UNIT -II
Text compression
It is the process of reducing the amount of data needed
for the storage or transmission of a given piece of
information.
A technique known as compression is first applied to
the source information prior to its transmission. This is
done either to reduce the volume of information to be
transmitted- text, fax and images or to reduce the
bandwidth required for its transmission-speech, audio
and video.
Compression principle
   source encoders and destination decoders.
   lossless and lossy compression.
   Entropy encoding
   Source encoding
The basic principles of text compression are set out to
achieve a reduction in file size by encoding data more
efficiently.
source encoders and destination decoders
Prior to transmitting the source information relating to
a multimedia application , a compression algorithm is
applied to it.
This implies that in order for destination to reproduce
the   original  source   information    ,  a   matching
decompression algorithm must be applied to it.
The application of the compression algorithm is the
main function carried out by the source encoder and the
decompression algorithm is carried out by the
destination decoder.
       Fig. source encoder and destination
       decoder
      (a) Software only (b) special
      processor/hardware
Lossless and Lossy compression
Lossless compression :-In the case of lossless
compression algorithm the aim is to reduce the amount
of source information to be transmitted in such a way
that,    when   the     compressed     information   is
decompressed, there is no loss of information.

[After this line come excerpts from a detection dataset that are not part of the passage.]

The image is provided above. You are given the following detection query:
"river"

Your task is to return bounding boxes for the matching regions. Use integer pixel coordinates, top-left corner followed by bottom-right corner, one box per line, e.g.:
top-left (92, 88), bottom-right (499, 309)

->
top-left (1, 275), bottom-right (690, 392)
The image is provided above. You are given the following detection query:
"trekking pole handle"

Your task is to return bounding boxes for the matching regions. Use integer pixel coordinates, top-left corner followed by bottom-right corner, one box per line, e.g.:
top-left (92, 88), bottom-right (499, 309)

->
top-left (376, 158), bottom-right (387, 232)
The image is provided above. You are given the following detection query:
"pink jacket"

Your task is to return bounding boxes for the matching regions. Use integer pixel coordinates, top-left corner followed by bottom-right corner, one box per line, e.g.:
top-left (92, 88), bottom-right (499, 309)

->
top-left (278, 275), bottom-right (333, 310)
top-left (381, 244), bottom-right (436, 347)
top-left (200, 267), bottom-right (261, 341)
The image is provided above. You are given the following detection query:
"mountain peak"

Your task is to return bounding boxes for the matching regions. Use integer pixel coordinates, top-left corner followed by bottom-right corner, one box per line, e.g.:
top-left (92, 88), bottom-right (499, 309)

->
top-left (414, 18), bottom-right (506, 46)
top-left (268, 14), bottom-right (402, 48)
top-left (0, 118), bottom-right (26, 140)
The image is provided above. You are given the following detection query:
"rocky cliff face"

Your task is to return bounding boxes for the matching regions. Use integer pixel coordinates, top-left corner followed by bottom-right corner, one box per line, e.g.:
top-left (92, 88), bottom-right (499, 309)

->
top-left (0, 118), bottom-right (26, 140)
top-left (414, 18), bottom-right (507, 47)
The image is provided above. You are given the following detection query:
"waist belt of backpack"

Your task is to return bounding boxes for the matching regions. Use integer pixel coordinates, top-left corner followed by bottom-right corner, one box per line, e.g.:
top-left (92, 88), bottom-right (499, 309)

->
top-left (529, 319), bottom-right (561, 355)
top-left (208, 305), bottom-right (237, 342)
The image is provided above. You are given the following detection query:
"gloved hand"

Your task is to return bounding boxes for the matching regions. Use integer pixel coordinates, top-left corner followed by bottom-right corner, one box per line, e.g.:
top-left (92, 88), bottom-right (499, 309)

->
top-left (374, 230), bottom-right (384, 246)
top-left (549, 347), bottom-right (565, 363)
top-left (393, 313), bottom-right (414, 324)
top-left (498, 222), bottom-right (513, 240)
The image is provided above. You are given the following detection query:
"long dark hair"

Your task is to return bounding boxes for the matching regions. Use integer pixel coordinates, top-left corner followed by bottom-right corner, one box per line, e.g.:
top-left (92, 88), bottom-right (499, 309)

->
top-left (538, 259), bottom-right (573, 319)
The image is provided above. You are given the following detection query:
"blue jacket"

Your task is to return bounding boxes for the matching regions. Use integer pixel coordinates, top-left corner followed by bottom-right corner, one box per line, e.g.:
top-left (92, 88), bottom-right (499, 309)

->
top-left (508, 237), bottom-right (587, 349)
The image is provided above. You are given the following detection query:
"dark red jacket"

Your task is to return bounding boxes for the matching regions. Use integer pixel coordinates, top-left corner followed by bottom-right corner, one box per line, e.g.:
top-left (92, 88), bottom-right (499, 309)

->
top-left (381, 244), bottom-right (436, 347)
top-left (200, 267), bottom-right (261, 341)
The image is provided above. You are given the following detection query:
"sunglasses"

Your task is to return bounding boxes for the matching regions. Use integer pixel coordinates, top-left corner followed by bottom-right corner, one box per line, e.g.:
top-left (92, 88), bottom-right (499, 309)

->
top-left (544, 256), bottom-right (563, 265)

Lossless
compression is said to be reversible. An example of
lossless compression is for the transfer over a network
of a text file.
Lossless compression algorithms use statistic modelling
technique to reduce the repetitive information in a file.
Some of the methods may include removal of spacing
character, representing a string of repeated character
with a single character or replacing recurring characters
with smaller bit sequences.
Lossy compression:- the aim of lossy compression
algorithm is normally not to reproduce an exact copy of
the source information after decompression but rather a
version of it which is perceived by the recipient as a
true copy. example of lossy compression are for the
transfer of digitized images, audio, and video streams.
Any fine details that may be missing from the original
source signal after decompression are not detectable.
                 Entropy encoding
Entropy encoding is lossless and independent of the
type of information that is being compressed. It creates
and assigns a unique prefix code to each unique symbol
that occur in the input.
Run length encoding
This type of encoding is used when the source
information comprises long substrings of the same
character or binary digit. In this the source string is
transmitted as a different set of codewords which
indicates not only the particular character or bit being
transmitted but also the number of characters or bits in
the substring. Then providing the destination knows the
set of codewords being used, it simply interprets each
codeword received and outputs the appropriate number
of characters/bits
e.g. output from a scanner in a Fax Machine
               000000011111111110000011
will be represented as
                0,7 1,10 0,5 1,2
If we ensure the first substring always comprises 0s ,
then the string will be represented as 7,10,5,2.
Statistical encoding
A set of ASCII codewords are often used for the
transmission of strings of characters.
However, the symbols and hence the codewords in the
source information does not occur with the same
frequency.
E.g. in string of text A may occur more frequently than
P which may occur more frequently than Z and so on.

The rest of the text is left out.